PhishAID is built using a modern, cloud-native technology stack designed for simplicity, scalability, and security. Each component of the system is selected to support a rule-based phishing detection workflow while maintaining transparency and ease of deployment.
The stack integrates frontend technologies, backend services, cloud infrastructure, and security layers into a cohesive and maintainable system.
| Layer / Module | Platform / Tool | Technology Used | Purpose / Description |
|---|---|---|---|
| Frontend | GitHub (Public Repository) | HTML, CSS, JavaScript | User interface for URL input and displaying phishing analysis results. |
| Backend | GitHub (Private Repository) | Python, Flask Framework | Handles URL analysis requests and executes phishing detection rules. |
| Rule Engine | Custom Logic | Python (Rule-Based) | Implements explainable phishing detection rules based on URL and domain features. |
| Domain & Hosting | Hostinger | Domain Service | Provides the official domain used for hosting the PhishAID web interface. |
| CORS Handling | Flask CORS | Cross-Origin Resource Sharing | Enables secure communication between frontend and backend services. |
| CDN | Cloudflare CDN | Content Delivery Network | Improves loading speed and reduces latency using global edge caching. |
| Security & DNS | Cloudflare | DNS, WAF, DDoS Protection | Protects the platform against network-level and application-level attacks. |
| Cloud Service | Google Cloud Run | Container Deployment | Runs the backend as a containerized, serverless service. |
| Database | Google Firestore API | NoSQL Database | Stores analysis logs, rule execution results, and metadata. |
| Notification Service | Gmail API | Email Service | Sends phishing alerts and analysis reports to users and administrators. |
| Cloud Deployment | Google Cloud Run | Managed Container Service | Ensures secure, scalable, and automated backend deployment. |
The infrastructure is designed to minimize operational complexity while maintaining strong security guarantees. Static frontend hosting combined with serverless backend deployment reduces maintenance overhead and eliminates single points of failure.
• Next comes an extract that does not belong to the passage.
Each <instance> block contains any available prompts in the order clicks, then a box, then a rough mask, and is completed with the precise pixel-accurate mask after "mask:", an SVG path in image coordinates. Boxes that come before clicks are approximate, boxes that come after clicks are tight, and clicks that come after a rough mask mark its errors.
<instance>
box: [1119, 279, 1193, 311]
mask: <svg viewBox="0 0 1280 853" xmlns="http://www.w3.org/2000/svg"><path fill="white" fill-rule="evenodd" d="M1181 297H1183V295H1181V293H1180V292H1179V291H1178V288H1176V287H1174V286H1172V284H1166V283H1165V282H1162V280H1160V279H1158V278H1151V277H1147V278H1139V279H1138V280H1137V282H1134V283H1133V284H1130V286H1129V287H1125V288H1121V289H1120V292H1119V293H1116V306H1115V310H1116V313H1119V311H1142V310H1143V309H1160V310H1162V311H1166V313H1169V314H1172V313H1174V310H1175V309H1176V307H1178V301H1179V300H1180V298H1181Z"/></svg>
Cloudflare services provide an additional security and performance layer, while Google Cloud Run enables automatic scaling based on request load.
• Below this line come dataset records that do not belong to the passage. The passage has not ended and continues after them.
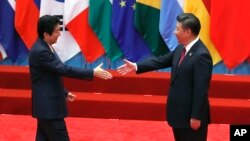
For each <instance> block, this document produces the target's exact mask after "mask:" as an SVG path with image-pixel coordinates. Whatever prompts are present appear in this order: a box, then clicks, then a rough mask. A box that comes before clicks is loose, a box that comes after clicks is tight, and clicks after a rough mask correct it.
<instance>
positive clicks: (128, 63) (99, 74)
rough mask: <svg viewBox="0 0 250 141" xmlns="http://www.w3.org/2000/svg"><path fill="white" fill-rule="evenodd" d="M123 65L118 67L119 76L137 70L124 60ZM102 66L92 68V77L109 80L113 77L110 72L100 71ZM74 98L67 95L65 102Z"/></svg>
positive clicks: (98, 65)
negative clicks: (93, 70)
mask: <svg viewBox="0 0 250 141" xmlns="http://www.w3.org/2000/svg"><path fill="white" fill-rule="evenodd" d="M124 62H125V64H124V65H122V66H120V67H118V69H117V71H118V73H119V74H121V75H125V74H127V73H129V72H131V71H136V70H137V68H136V67H137V66H136V64H135V63H133V62H130V61H128V60H126V59H124ZM102 65H103V63H101V64H100V65H98V66H97V67H96V68H94V76H95V77H98V78H101V79H111V78H112V77H113V76H112V74H111V73H110V72H108V71H106V70H104V69H102ZM75 98H76V95H74V94H72V93H71V92H69V93H68V95H67V100H68V101H74V100H75Z"/></svg>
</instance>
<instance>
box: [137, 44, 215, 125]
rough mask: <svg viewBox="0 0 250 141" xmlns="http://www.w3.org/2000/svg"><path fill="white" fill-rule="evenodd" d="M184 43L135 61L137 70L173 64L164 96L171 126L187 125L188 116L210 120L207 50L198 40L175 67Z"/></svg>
mask: <svg viewBox="0 0 250 141" xmlns="http://www.w3.org/2000/svg"><path fill="white" fill-rule="evenodd" d="M182 49H183V47H182V46H178V47H177V48H176V50H175V51H173V52H171V53H169V54H166V55H164V56H160V57H152V58H149V59H146V60H143V61H141V62H138V63H137V67H138V70H137V73H143V72H147V71H151V70H156V69H162V68H166V67H172V73H171V86H170V89H169V93H168V100H167V121H168V123H169V125H170V126H172V127H174V128H187V127H190V119H191V118H195V119H199V120H201V125H202V126H204V125H207V124H208V123H209V122H210V115H209V101H208V89H209V84H210V80H211V74H212V67H213V63H212V59H211V55H210V53H209V51H208V50H207V48H206V47H205V45H204V44H203V43H202V41H201V40H198V42H196V43H195V44H194V45H193V46H192V47H191V49H190V50H189V52H187V54H186V56H185V58H184V60H183V62H182V63H181V64H180V66H179V67H178V63H179V60H180V56H181V52H182Z"/></svg>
PhishAID’s modular architecture allows individual components such as the rule engine, database, and notification system to be extended or replaced independently. This design supports future enhancements without requiring major architectural changes.
The use of containerization and managed cloud services ensures that the system remains portable, reliable, and easy to deploy across environments.
In later phases, the technical stack can be extended to include advanced analytics dashboards, hybrid AI-assisted detection modules, and integration with threat intelligence feeds while preserving the existing rule-based foundation.